This month, the state of California began enforcing its latest consumer privacy law. Known as the California Consumer Privacy Act, or CCPA, the comprehensive law protects the personal consumer data that businesses collect and increases transparency around it.

Under the law, California residents can ask companies what personal information they have collected and how they are using and sharing that data, according to the Office of the Attorney General. Additionally, residents can ask companies to delete and not sell personal data they have collected.

The law applies directly to for-profit companies in California that make over $25 million annually, buy or sell the personal data of 50,000 or more consumers, or earn 50 percent or more of their annual revenue selling that data.

Yet there are aspects of the new law that K–12 schools should be aware of, especially because students generate enormous amounts of sensitive data online. Plus, student data privacy remains a hot-button issue in education amid the growing number of cyberthreats and the increased use of digital tools for remote learning, such as learning management systems and videoconferencing platforms.

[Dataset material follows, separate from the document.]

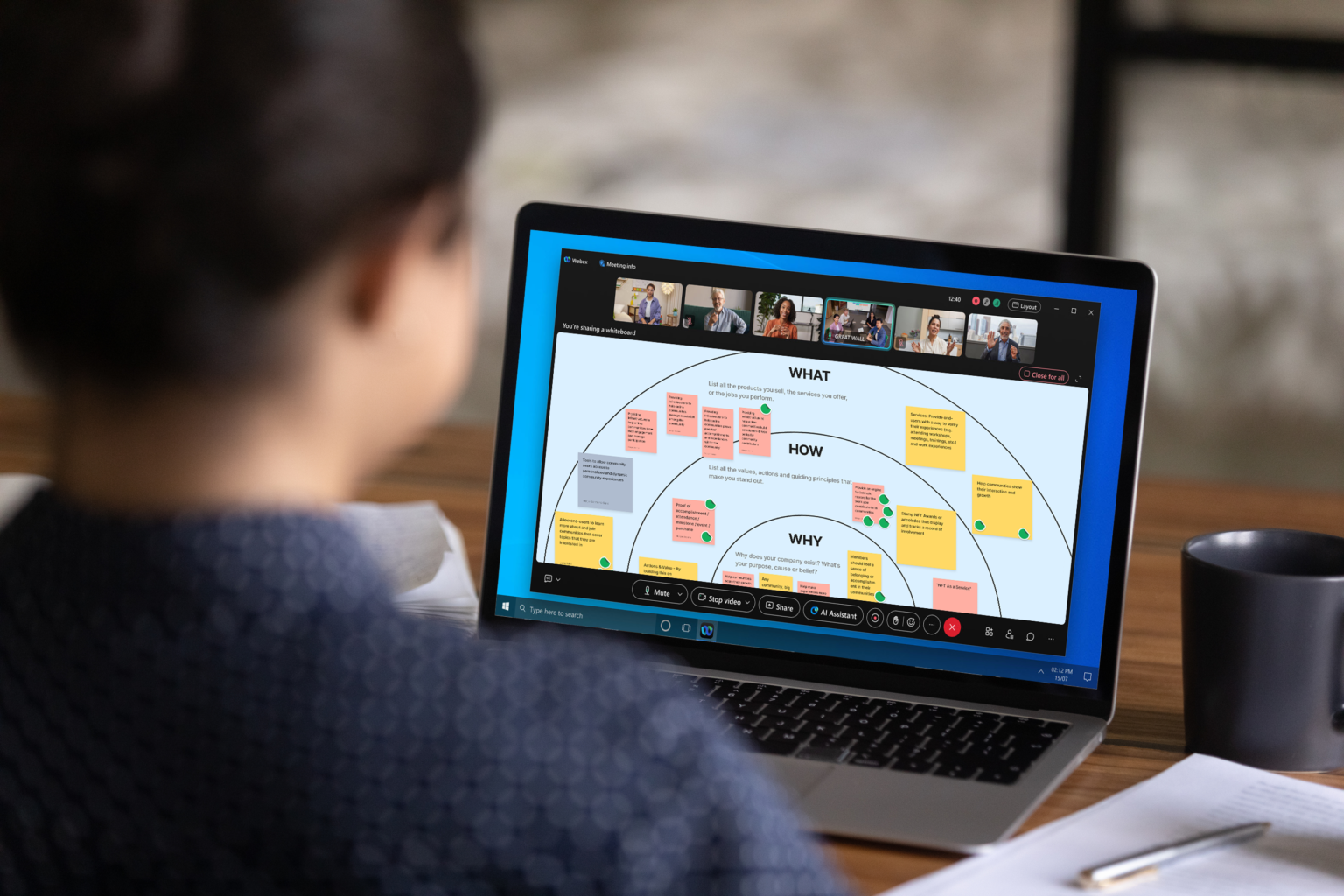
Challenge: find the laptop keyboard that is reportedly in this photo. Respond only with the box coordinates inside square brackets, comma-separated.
[668, 673, 1068, 785]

“Schools are in the business of educating students, but they need to be very aware of what is in their contracts and make sure they are holding vendors to what is in their contracts,” Daniel Greene, a member of the Beckage law firm, told EdTech.

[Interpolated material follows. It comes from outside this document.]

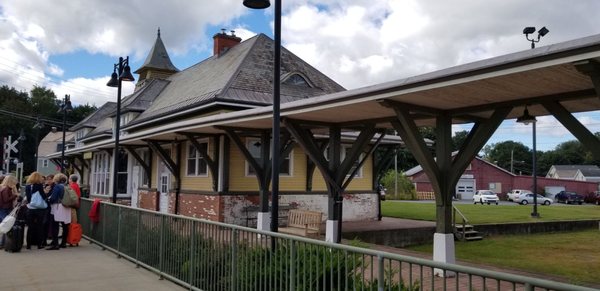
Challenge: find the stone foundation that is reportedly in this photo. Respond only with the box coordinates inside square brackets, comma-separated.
[132, 190, 377, 227]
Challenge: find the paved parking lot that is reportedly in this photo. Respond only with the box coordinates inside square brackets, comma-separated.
[0, 244, 183, 291]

DISCOVER: Find out how to address data privacy during remote learning.

How CCPA Reinforces Student Data Privacy

One of the key provisions in the CCPA is the privacy protection of minors. The National Law Review notes that the CCPA extends requirements on companies collecting personally identifiable information, or PII — including geolocation, IP addresses and browsing history — from children under 13 years of age.

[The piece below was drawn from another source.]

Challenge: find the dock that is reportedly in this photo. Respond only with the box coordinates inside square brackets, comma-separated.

For example, compliance with the Children’s Online Privacy Protection Act (COPPA), which requires online operators to notify and get consent from parents before collecting information on kids, will not be enough to ensure CCPA compliance. Businesses such as educational technology companies will have to take “reasonable steps to ensure that the person authorizing consent for the sale of a child’s data on his or her behalf is actually their parent or legal guardian,” according to The National Law Review.